Add loans and lines of credit as needed

Of course, credit cards aren’t the only products that can help you through a hard time. Banks, credit unions and online lenders issue business loans to qualified applicants. The money is available as a lump sum and interest is built into the loan and a portion of the payments. If a large business expense is looming and you need a year or longer to pay it off, a business loan is usually preferable to a credit card. The interest rates tend to be lower and the balance won’t impact your credit utilization ratio, which is a significant credit scoring factor.

Many banks and credit unions also offer business lines of credit, which give you flexible access to capital. You can withdraw any amount up to the credit line and interest accrues only on the balance. Lines of credit have draw periods, such as five years, when the funds can be accessed. Any debt not paid after that time is transitioned into a loan.

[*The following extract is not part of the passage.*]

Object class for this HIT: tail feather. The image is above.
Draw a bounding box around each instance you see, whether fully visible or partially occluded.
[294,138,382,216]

Qualification and terms depend on your credit history and assets, as well as past and projected revenue.

“Having access to tools that you can manage will help you over the long-term,” says Pifer. “The SBA is still offering Disaster Loans through December 2021, with a 3.75 percent interest rate over a 30-year term. You can’t do much better than that. There are restrictions, but you can use it to pay off other debt.”

Another option is to ask a relative or friend for help. They may be willing to offer loans and become business partners, taking a share of the company’s proceeds when they come in again. Or they may act as a lender, where you repay in regular increments, with or without interest being added.

The bottom line

If you’re a small-business owner, the future may be looking at least a bit brighter than it has in the recent past. The key is to recognize that it’s not quite business as usual yet (and maybe ever). We’re all enjoying the opportunity for a little optimism, but it’s important not to get complacent. “We’re still in unknown territory with the Delta variant and customer buying habits may have changed forever,” says Pifer. Remain flexible and try to plan ahead as much as possible.